Pacific Northwest growers are vigilant following reports of spotted wing drosophila among Concord grapes in eastern Washington and the early appearance of the flies in traps in British Columbia’s Okanagan Valley in Canada.
While the susceptibility of wine grapes is not known, table grape and stone fruit growers fear the tiny fly could be a devastating new pest for the region.
The fly, native to Asia, was originally identified in strawberry fields around Watsonville, California, in August 2008. It was discovered in Pinot Noir grapes in the upper Willamette Valley of Oregon last year as well as in a noncommercial wine grape vineyard south of Abbotsford in British Columbia’s Fraser Valley. It has since been identified in the Okanagan Valley, where trapping suggests some flies may have successfully overwintered.
Drosophila suzukii, as the pest is known scientifically, is distinct from D. melanogaster on account of its predilection for healthy, mature fruit rather than damaged or rotting fruit. Thin-skinned fruits such as berries (including wild blackberries), cherries, and grapes are particularly vulnerable. Some peach growers in the Willamette Valley reported losses of up to 80 percent last year.
Both tree fruit growers and grape growers are concerned because a fruit fly infestation makes fruit unsightly to fresh-market consumers and raises the risk of spoilage. While the fly isn’t a threat to human health, no one wants damaged fruit.
“This is unacceptable,” Mark Bolda, a farm advisor specializing in strawberries and caneberries at the University of California, told growers attending the Pacific Agriculture Show in Abbotsford earlier this year.

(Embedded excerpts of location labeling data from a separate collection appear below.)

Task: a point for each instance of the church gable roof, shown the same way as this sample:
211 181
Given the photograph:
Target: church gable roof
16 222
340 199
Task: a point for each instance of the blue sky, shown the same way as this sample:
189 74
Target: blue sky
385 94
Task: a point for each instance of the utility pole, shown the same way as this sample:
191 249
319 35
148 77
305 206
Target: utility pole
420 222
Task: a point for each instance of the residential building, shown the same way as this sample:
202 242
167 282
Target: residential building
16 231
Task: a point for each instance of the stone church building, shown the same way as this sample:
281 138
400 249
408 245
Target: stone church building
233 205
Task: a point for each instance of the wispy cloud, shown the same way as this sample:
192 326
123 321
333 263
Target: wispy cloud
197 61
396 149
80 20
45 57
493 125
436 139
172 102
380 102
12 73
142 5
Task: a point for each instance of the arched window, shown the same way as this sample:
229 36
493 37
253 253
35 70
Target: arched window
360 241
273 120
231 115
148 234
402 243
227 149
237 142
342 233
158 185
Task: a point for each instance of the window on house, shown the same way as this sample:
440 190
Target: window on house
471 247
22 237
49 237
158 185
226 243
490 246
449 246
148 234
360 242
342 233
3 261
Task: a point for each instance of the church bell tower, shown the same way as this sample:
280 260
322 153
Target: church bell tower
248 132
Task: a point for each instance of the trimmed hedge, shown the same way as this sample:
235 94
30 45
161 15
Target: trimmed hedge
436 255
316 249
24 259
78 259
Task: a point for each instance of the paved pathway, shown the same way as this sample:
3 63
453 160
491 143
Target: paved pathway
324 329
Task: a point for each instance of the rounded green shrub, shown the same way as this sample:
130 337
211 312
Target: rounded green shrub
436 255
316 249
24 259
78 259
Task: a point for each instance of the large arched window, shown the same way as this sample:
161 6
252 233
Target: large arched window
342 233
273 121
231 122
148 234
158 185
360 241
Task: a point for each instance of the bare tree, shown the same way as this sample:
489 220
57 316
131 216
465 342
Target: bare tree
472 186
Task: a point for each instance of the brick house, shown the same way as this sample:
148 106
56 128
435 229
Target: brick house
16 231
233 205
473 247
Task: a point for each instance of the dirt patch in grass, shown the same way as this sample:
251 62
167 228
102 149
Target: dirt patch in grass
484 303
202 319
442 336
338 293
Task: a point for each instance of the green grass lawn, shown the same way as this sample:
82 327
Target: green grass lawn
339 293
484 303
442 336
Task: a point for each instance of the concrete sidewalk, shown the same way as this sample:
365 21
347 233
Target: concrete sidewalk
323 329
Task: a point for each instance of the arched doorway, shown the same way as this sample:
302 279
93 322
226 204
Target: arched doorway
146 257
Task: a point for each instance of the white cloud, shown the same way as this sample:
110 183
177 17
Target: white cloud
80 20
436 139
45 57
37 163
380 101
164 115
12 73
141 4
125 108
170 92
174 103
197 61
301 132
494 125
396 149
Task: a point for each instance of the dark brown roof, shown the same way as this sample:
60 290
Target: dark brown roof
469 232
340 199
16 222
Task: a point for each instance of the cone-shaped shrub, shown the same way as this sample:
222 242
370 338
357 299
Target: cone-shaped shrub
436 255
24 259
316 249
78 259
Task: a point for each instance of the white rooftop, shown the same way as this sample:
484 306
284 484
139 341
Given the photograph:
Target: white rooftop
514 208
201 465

Unfortunately, he said, there are no simple solutions for controlling the pest.GF-120 NF Naturalyte fruit fly bait provides effective short-term control, while long-term results can be had with stronger substances such as malathion and Delegate (spinetoram). But if the fruit is ready to pick, chemical controls may not be possible.
Organic management is equally difficult.
Bolda recommends bagging and removing cull fruit, though he knows it’s labor intensive.